Every row in every table has a physical address. The address of a row is determined from a combination of the following:
- Datafile number
- Block number
- Location of the row within the block
- Object number
You can display the address of a row in a table by querying the ROWID pseudo-column—for example:
SQL> create table TAB1 as select rownum id, rpad(‘x’,100) c1, rpad(‘y’,200) c2 from dba_objects where rownum<10;
The ROWID pseudo-column value isn’t physically stored in the database. Oracle calculates its value when
you query it. The ROWID contents are displayed as base-64 values that can contain the characters A–Z, a– z, 0–9, +, and /. You can translate the ROWID value into meaningful information via theDBMS_ROWID package.
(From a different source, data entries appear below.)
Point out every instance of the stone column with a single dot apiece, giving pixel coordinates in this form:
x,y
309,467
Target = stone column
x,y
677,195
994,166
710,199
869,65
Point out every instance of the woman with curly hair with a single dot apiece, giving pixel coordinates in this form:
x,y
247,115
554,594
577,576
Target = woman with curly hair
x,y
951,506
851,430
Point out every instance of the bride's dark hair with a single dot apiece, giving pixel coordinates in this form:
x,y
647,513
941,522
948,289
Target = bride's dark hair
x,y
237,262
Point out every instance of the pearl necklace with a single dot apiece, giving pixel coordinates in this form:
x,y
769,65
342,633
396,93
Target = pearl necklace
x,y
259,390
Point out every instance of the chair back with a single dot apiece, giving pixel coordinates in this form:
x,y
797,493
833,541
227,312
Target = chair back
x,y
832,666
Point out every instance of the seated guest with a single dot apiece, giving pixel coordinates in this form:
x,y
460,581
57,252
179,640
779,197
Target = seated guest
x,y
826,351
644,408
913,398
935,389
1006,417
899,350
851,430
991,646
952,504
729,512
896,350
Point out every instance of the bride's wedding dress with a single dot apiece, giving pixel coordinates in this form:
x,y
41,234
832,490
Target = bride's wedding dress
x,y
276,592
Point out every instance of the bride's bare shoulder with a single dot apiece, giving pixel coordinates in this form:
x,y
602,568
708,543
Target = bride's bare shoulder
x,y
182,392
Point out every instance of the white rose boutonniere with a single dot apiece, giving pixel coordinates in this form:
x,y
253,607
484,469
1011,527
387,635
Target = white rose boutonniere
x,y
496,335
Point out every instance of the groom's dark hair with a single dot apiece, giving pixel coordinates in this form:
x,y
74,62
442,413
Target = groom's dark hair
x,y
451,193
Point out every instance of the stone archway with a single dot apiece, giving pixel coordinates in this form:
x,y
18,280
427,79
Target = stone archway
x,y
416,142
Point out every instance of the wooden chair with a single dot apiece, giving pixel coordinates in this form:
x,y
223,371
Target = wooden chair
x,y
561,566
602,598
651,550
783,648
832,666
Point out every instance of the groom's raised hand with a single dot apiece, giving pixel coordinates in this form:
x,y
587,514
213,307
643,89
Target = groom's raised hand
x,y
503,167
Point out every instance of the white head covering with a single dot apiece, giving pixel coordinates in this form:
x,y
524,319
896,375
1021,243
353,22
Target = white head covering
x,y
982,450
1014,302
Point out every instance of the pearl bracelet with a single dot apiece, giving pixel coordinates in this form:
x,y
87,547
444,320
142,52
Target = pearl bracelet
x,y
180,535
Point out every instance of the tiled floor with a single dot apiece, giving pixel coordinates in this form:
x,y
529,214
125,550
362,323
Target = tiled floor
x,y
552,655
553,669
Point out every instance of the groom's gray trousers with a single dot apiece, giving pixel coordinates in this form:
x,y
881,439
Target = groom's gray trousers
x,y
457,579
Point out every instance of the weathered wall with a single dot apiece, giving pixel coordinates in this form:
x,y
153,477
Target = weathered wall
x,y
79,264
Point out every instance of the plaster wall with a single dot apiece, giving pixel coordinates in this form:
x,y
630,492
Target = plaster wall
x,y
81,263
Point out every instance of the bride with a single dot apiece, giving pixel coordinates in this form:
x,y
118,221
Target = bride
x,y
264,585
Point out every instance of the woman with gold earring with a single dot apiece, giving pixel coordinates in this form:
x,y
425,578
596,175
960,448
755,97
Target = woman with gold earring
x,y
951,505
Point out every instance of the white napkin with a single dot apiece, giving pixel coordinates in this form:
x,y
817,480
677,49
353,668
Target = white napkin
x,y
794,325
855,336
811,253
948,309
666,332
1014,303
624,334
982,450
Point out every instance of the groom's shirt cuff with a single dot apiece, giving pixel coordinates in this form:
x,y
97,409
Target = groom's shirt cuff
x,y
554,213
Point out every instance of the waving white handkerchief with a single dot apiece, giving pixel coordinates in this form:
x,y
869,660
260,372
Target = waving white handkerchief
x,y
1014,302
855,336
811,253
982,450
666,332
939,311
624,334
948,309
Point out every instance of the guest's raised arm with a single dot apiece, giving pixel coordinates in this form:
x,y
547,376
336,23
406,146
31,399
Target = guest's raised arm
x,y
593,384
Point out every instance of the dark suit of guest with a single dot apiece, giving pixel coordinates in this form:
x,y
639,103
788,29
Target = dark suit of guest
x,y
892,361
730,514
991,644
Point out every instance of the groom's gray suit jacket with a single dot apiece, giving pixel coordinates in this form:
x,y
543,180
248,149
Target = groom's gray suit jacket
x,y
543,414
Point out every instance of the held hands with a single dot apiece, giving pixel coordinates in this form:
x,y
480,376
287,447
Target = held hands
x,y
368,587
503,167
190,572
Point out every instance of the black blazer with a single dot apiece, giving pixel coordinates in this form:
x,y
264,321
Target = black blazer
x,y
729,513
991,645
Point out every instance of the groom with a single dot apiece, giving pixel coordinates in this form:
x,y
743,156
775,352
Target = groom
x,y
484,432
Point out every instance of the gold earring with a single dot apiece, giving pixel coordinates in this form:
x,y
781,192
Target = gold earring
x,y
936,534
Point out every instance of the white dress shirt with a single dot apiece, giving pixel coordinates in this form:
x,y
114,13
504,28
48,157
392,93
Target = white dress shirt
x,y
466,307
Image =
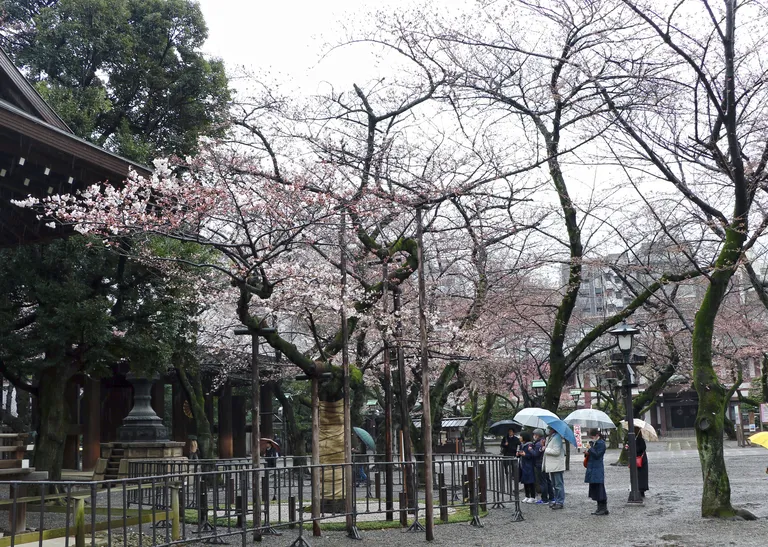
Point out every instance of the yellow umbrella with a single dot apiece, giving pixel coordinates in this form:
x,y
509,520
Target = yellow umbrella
x,y
760,438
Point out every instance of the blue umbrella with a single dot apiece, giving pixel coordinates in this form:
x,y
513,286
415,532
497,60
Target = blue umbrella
x,y
367,439
560,427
For example,to display the file number, block number, and row number in which a row is stored,issue this statement:
SQL> select id,dbms_rowid.rowid_relative_fno(rowid) file_num,dbms_rowid.rowid_block_number(rowid) block_num,dbms_rowid.rowid_row_number(rowid) row_num from tab1;
ID FILE_NUM BLOCK_NUM ROW_NUM
———- ———- ———- ———-
1 1 101705 0
2 1 101705 1
3 1 101705 2
4 1 101705 3
5 1 101705 4
6 1 101705 5
7 1 101705 6
8 1 101705 7
9 1 101705 8
9 rows selected.
You can use the ROWID value in the SELECT and WHERE clauses of a SQL statement. In most cases, the ROWID uniquely identifies a row. However, it’s possible to have rows in different tables that are stored in the same cluster and so contain rows with the same ROWID.